A post at the aquarium's blog explains that lobsters come in many different colors, ranging from brown and orange to white.

"While white appears to be the most rare at an estimated 1 in 100 million, coming in second place with an approximate 1 in 30 million is the calico lobster," according to the aquarium's exhibit galleries blog.

Owing to a lack of mirrors on the ocean floor, the calico lobster was very likely unaware of its own rarity. Still, it's the second calico lobster the aquarium has been given this year. An unusual number of the calicos were found in 2009, a spokesman tells the Globe.

And lobsters also come in blue. Back in 2009, Morning Edition reported on lobsterman Bill Marconi, who was hauling in his catch only to realize that what he had at first glance assumed was a blue Miller Lite beer can was actually a blue lobster.

As Steve Inskeep reported, "Mr. Marconi says he has no plans to cook his catch. Instead, he may donate it to a marine science center. And he told a local newspaper, of course, he is planning to get a blue lobster tattoo."
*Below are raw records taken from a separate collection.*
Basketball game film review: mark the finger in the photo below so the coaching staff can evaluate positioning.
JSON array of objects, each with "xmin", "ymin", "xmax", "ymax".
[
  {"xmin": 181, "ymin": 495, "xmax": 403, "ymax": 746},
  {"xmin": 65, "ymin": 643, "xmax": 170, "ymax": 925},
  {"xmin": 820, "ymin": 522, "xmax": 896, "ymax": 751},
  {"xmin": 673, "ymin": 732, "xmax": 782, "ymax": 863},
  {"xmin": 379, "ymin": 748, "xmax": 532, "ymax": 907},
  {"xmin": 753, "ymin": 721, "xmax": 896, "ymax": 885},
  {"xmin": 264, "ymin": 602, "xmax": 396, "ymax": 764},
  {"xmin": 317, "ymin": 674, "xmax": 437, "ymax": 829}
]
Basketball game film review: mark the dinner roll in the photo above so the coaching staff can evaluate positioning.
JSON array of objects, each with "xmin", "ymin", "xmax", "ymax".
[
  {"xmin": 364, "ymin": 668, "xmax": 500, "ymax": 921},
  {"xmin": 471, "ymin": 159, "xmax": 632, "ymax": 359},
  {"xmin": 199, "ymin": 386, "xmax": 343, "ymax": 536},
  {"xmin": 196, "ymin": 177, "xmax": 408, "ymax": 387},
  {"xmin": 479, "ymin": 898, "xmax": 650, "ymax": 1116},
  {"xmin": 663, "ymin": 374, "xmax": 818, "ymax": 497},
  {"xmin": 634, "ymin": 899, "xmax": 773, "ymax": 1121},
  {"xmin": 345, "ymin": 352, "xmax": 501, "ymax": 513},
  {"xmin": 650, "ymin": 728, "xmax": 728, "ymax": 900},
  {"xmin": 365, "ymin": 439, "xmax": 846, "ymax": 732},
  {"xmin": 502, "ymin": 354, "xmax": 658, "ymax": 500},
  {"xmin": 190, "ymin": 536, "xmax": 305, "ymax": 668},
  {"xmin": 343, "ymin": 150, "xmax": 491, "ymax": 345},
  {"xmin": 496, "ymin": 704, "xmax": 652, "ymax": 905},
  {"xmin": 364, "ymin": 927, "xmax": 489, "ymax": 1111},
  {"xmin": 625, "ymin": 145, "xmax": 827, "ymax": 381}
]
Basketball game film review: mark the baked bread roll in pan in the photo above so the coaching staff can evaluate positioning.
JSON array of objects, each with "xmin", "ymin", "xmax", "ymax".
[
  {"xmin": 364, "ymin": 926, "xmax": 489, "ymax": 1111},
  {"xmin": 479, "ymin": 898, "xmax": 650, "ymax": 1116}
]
Or perhaps Marconi could have followed the model of Gerard de Nerval, the French artist who famously kept a pet lobster, which he named Thibault. He reportedly walked the crustacean in the gardens of the Palais-Royal, on a leash. And he gave a convincing explanation for his choice in non-human companions.

"I have affection for lobsters," Nerval said. "They are tranquil, serious and they know the secrets of the sea."

That anecdote, attributed to Guillaume Apollinaire, was included in a Harper's feature in 2008, which also laid out new evidence that Nerval had, in fact, taken a lobster as his pet.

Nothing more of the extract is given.